Summary

Althoug many hypersensitivity diseases have been extensively investigated, little information is available in the literature about possible cofactors contributing to those reactions and the comorbidities that should be taken into account when assessing a patient complaining of adverse reactions triggered by exposure to acetylsalicylic acid and other non-steroidal anti-inflammatory drugs (NSAIDs). NSAIDs can be cofactors for many clinically relevant conditions, especially food-dependent exercise-induced anaphylaxis, chronic urticaria, uncontrolled asthma, angioedema induced by angiotensin-converting enzyme inhibitors, and oral mite anaphylaxis. Although the role of NSAID use as cofactors has not been fully evaluated in children and adolescents, awareness on these relationships is required for the correct diagnosis, classification, and treatment of affected patients.

INTRODUCTION

Cofactors are external or patient-related circumstances that can produce or aggravate allergic diseases.

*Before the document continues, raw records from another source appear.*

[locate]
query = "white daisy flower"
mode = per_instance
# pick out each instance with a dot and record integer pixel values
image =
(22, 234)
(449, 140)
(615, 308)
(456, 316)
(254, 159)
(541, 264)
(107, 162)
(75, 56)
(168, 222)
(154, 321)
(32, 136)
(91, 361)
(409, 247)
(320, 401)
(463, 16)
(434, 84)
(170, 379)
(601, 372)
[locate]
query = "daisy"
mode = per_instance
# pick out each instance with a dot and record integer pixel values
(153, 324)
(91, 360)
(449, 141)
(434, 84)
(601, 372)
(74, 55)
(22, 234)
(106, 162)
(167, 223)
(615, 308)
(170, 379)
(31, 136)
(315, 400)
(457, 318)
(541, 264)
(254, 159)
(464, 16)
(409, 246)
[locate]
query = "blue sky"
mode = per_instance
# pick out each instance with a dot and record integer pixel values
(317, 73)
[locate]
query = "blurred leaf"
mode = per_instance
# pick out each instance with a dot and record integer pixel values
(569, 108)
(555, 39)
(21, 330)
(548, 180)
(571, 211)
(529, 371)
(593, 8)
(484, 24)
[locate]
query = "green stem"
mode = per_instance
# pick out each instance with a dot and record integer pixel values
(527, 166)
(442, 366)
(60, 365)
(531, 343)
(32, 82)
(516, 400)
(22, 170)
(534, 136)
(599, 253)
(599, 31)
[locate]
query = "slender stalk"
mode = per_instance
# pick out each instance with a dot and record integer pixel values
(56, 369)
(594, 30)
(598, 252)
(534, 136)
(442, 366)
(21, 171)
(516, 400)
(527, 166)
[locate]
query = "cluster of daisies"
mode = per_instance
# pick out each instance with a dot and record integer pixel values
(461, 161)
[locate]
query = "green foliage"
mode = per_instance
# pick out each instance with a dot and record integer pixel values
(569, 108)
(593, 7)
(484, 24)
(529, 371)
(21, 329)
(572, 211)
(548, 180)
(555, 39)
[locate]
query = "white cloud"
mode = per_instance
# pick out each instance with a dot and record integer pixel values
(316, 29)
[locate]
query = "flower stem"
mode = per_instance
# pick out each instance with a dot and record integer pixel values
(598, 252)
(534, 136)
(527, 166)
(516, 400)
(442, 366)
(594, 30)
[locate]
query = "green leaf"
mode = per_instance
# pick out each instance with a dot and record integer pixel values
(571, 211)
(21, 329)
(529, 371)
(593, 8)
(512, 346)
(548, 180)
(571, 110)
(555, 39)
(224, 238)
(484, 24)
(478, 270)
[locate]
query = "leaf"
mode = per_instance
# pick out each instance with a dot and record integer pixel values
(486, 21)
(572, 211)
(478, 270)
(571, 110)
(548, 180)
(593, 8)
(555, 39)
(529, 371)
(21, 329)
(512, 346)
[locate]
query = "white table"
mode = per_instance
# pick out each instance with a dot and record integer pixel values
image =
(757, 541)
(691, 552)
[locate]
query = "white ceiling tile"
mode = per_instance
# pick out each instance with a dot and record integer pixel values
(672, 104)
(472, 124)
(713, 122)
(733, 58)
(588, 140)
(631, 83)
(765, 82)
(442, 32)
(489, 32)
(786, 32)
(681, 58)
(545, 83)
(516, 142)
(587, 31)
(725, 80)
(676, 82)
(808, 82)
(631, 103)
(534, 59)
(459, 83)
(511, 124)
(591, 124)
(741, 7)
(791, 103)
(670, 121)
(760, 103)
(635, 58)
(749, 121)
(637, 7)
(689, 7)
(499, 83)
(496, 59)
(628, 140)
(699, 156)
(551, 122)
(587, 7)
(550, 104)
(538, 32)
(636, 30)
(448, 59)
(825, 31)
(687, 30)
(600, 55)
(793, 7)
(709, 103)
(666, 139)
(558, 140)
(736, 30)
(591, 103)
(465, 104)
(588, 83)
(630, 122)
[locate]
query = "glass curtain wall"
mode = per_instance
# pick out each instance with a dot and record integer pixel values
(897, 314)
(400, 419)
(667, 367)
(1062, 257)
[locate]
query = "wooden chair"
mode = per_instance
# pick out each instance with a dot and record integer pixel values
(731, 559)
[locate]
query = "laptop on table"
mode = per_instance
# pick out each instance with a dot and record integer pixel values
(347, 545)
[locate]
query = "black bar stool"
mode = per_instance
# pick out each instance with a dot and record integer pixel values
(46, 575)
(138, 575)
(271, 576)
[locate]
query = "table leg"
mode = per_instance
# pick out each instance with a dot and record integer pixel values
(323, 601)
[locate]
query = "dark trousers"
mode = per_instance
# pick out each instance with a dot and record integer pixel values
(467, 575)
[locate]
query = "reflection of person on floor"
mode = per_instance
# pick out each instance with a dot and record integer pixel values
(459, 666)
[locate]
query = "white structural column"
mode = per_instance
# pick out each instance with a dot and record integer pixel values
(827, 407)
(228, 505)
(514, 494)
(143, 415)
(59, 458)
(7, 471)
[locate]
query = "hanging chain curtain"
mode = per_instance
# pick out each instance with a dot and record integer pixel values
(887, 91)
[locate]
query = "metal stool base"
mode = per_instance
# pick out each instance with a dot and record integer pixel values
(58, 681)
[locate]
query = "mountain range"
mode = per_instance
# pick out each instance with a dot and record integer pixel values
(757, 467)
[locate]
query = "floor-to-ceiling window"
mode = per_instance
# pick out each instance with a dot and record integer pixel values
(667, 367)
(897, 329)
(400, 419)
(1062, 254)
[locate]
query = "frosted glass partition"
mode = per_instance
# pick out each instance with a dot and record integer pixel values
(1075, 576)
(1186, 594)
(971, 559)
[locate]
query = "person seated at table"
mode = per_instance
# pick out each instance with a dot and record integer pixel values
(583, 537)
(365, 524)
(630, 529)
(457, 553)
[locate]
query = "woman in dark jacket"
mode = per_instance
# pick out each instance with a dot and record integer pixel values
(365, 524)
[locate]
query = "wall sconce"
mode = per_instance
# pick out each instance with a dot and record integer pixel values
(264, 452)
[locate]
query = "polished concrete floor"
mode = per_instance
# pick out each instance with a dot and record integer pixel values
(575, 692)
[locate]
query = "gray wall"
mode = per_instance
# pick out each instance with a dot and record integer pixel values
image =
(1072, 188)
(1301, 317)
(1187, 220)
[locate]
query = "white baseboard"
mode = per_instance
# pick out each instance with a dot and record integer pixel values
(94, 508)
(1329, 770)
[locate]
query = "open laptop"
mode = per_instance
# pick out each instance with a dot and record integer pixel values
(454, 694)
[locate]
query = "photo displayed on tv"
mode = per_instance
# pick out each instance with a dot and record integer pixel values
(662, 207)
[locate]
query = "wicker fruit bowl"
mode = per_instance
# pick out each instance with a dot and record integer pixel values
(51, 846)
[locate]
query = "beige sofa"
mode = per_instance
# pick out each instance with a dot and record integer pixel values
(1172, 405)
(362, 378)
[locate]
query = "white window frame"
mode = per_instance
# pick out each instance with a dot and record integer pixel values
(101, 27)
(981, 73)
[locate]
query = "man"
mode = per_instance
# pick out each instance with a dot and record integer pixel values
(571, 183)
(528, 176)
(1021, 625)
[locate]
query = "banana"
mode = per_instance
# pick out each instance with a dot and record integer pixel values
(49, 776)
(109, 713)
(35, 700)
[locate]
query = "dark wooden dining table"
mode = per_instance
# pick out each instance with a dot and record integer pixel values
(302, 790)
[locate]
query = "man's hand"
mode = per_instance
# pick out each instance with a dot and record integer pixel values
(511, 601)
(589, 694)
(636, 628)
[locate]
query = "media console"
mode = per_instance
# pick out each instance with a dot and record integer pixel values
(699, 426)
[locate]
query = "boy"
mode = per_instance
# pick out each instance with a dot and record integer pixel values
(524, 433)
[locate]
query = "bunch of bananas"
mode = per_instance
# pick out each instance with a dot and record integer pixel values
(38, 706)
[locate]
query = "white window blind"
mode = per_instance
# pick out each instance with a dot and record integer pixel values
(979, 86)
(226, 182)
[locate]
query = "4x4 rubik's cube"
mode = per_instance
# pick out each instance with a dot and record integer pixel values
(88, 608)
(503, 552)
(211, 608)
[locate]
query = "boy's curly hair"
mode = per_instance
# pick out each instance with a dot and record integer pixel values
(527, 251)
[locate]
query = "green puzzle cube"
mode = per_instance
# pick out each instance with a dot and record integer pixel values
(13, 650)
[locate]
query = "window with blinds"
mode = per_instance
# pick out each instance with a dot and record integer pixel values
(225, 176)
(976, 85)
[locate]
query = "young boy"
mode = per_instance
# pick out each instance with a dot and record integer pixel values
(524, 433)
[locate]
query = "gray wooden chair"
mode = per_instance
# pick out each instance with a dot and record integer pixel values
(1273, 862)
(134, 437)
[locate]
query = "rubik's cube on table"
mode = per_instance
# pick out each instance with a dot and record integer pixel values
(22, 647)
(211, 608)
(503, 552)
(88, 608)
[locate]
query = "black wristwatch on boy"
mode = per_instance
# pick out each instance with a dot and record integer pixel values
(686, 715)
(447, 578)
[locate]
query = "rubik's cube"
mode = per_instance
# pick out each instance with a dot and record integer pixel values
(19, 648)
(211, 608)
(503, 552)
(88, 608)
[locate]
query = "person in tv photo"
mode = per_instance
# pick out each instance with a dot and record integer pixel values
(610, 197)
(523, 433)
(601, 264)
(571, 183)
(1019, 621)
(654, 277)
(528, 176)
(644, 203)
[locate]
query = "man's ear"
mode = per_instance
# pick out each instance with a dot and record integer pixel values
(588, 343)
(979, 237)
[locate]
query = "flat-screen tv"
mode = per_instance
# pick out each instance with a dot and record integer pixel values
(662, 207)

There are many cofactors and their mechanism of action is not yet clearly known. The most important cofactors in children and adolescents are physical exercise and concomitant infections, while in adults drugs and alcohol are also often involved. Other factors have been reported such as stress, menstruation, unfavorable weather conditions, and sleep deprivation. Non-steroidal anti-inflammatory drugs (NSAIDs) are the most commonly prescribed drugs in children 1 and, according to a ENDA/EAACI position paper 2, they are, after antibiotics, the second cause of drug hypersensitivity reactions in children. A 19.6% positivity rate was reported using a drug provocation test (DPT) 3, with paracetamol and ibuprofen the most common culprit drugs. Reactions to NSAIDs in children are usually favored by concurrent infections or concomitant physical activity and are related to a non-immunological response.

In this paper we will examine diseases in which the use of NSAIDs as cofactors is more frequent. NSAIDs can elicit a preexisting condition and/or worsen a disease.

ASTHMA

Asthma is a major non-communicable disease, affecting both children and adults.

The prevalence of the disease in recent decades has increased worldwide, especially among children. The reasons for increasing prevalence in children are unclear, but is likely due a to complex interaction of several risk factors.

Frequent and early use of pharmacological agents, such as analgesics and antipyretics, may be a cofactor in the pathogenesis of childhood asthma. The use of aspirin in children should be avoided when possible, because of concerns about a causal relationship between aspirin and Reye’s syndrome 4 and “aspirin exacerbate respiratory disease (AERD)”, characterized by asthma, chronic rhinosinusitis with nasal polyposis 5 that may affect children.

As a result, ibuprofen and paracetamol have become the most widely used medications to control fever and pain in children. The predisposing role of paracetamol and ibuprofen for the development or exacerbation of wheezing and asthma among children remains uncertain 6-8. Inhibition of cyclooxygenase (COX) by ibuprofen can lead to activation of the lipoxygenase system, resulting in increased leukotriene synthesis, and subsequent bronchospasms and asthma exacerbation. Unlike NSAIDs, which inhibit COX-1 and COX-2 enzymes throughout the body, paracetamol mainly acts by inhibits prostaglandin synthesis in the central nervous system. Therefore, it is not considered an anti-inflammatory drug.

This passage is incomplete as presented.